Kecenderungan pendidikan peminatan yang disiapkan BKM tentu saja menginginkan agar pesertanya loyal terhadap apa yang diminatinya dan lembaga yang mewadahinya. Bahkan sebisa mungkin menetap dan mengabdi terhadap lembaga peminatannya. Wajar saja jika peminat mulai banyak dengan motifnya masing-masing, ada yang memilih mengadakan penyeleksian.

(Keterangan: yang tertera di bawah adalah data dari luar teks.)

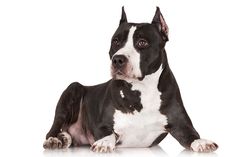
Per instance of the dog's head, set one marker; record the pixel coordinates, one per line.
(136, 48)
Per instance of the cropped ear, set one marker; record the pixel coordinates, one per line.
(123, 18)
(159, 21)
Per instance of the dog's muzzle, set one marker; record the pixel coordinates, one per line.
(119, 66)
(119, 62)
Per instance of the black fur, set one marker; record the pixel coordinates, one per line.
(98, 103)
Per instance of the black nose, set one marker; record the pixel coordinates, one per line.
(119, 61)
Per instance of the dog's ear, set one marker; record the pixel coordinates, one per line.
(159, 21)
(123, 18)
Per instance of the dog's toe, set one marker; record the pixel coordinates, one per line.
(202, 145)
(52, 143)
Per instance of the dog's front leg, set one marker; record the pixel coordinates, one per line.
(105, 144)
(181, 128)
(66, 113)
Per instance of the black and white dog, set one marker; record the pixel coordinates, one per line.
(138, 107)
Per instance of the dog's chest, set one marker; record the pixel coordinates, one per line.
(140, 129)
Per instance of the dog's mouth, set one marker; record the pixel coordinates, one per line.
(122, 74)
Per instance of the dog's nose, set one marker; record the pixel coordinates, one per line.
(119, 61)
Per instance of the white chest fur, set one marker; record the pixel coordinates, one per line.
(140, 129)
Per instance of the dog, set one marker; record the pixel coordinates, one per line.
(138, 107)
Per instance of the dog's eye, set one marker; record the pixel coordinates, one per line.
(142, 43)
(115, 42)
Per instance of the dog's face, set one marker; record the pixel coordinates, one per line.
(136, 48)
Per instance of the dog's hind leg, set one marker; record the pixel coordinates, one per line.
(66, 114)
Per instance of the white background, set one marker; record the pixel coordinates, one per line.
(45, 45)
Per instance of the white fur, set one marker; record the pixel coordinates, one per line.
(104, 145)
(202, 145)
(133, 56)
(140, 129)
(68, 138)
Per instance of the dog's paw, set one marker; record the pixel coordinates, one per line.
(104, 145)
(52, 143)
(202, 145)
(65, 138)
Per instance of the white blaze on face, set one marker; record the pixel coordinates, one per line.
(132, 55)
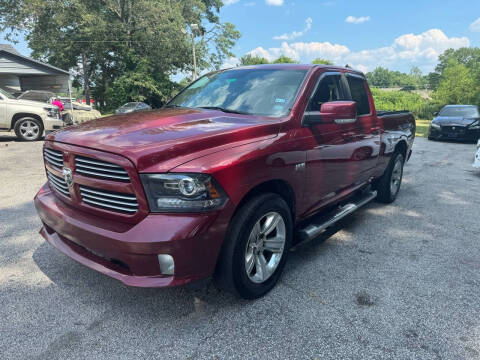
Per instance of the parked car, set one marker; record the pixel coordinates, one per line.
(224, 179)
(29, 119)
(456, 122)
(476, 163)
(37, 95)
(132, 107)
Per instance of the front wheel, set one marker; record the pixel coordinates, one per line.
(388, 186)
(256, 247)
(28, 129)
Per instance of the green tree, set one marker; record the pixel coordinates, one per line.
(132, 46)
(250, 59)
(456, 86)
(284, 60)
(322, 61)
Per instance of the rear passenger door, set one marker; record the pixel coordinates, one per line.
(366, 131)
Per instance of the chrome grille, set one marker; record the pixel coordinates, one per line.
(53, 157)
(120, 202)
(58, 184)
(100, 169)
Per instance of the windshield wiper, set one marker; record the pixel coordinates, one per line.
(223, 110)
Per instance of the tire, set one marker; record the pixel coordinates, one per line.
(388, 186)
(245, 247)
(28, 129)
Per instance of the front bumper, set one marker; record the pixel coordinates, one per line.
(129, 252)
(461, 133)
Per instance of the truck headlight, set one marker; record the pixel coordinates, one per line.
(182, 192)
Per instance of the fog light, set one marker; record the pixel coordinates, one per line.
(167, 266)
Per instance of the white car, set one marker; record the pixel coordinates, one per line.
(476, 163)
(29, 119)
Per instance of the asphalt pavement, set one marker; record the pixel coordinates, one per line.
(390, 282)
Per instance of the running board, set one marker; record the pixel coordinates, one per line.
(318, 225)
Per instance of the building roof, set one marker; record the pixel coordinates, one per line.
(6, 48)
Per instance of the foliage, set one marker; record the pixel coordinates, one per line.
(381, 77)
(457, 85)
(321, 61)
(249, 59)
(284, 60)
(132, 46)
(405, 100)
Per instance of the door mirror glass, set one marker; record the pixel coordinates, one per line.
(338, 112)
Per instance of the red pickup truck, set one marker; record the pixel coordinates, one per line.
(224, 179)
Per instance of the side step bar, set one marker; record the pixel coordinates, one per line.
(318, 225)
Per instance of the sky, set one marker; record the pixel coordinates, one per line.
(363, 34)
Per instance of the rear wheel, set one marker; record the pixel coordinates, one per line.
(256, 247)
(28, 129)
(388, 186)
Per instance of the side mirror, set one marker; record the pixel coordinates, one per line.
(334, 112)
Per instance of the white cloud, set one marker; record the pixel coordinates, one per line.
(230, 62)
(475, 26)
(274, 2)
(357, 20)
(295, 34)
(406, 51)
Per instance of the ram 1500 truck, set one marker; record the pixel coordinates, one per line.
(29, 119)
(224, 179)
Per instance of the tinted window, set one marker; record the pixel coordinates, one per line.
(268, 92)
(328, 90)
(359, 94)
(463, 111)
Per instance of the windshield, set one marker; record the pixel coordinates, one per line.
(464, 111)
(6, 94)
(267, 92)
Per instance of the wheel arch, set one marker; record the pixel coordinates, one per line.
(277, 186)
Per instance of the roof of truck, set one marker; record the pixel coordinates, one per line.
(298, 67)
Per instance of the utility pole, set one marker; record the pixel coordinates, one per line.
(194, 77)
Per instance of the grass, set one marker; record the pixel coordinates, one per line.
(422, 128)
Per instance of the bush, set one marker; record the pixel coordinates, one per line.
(403, 100)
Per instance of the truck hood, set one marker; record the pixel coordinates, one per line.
(453, 121)
(160, 140)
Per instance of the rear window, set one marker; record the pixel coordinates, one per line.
(359, 94)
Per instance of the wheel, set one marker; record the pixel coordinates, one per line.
(388, 186)
(256, 247)
(28, 129)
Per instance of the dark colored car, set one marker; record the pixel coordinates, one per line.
(132, 107)
(224, 179)
(456, 122)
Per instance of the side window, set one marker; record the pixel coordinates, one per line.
(359, 94)
(328, 90)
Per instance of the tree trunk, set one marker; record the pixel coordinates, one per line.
(86, 80)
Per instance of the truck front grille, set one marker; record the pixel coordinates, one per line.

Asasnya jelas, selektif karena memang calon kader yang dibutuhkan adalah yang memprioritaskan peminatannya ketimbang terlihat berminat namun hanya menjadikan batu loncatan.

Jika polanya mulai beralih seperti ini, hal tersebut semakin melenceng dengan tujuan awal diterapkan +1 ini.  Bukankah awalnya, kehendak bersama +1 ini adalah memacu mahasiswa ber-BKM dan agar yang menjadi pengurus BEM dan MAPERWA adalah orang-orang yang berlatar BKM atau setidaknya pernah menjajaki dinamika BKM agar lebih matang sebelum ke tingkat selanjutnya. Lalu bagaimana jika ada mahasiswa yang merasa peminatannya memang bukan BKM? ternyata berbentuk non BKM? ataukah wajar atau tidak jika akhirnya ada berdalih berminat namun sesungguhnya hanya menjadikan batu loncatan pemenuhan syarat? Sepertinya pertanyaan terakhir banyak yang tidak menginginkan.

 Lama kelamaan mencuatkan kekhawatiran, jangan-jangan akan sampai pada perebutan konstituen. Sehingga berujung pada lembaga peminatan menjadi selektif karena menghindari kepicikan dalih batu loncatan pemenuhan syarat. Ujungnya orang-orang yang berhasil mengikuti pendidikan peminatan hanya orang-orang yang memang siap mengabdi untuk peminatan dan lembaga yang mewadahinya. Sialnya adalah lembaga yang lebih tinggi ketimbang lembaga peminatan akan kewalahan memilih pengurus atau sampai harus menunggu pendelegasian atau calon pengurusnya sampai harus meminta izin dari lembaga peminatannya. Kecuali, jenjang pengalaman dinamika kelembaaan memang ditingkatkan. Semisal untuk menjadi pengurus BEM atau delegasi ke MAPERWA, haruslah minimal pernah berdinamika di BKM selama kurang lebih setahun, dengan garansi semua peminatan memang tersedia dalam bentuk BKM.

Tulisan diatas hanya opini dan besar harapan penulis dapat dijadikan bahan perhatian untuk rumah kita KEMA F.Psi UNM yang lebih baik.

Karena KEMA F.Psi UNM adalah pemersatu gerakan dan harus ada untuk menjaga kesucian nurani kemahasiswaan, bukan sekedar pelengkap akademik.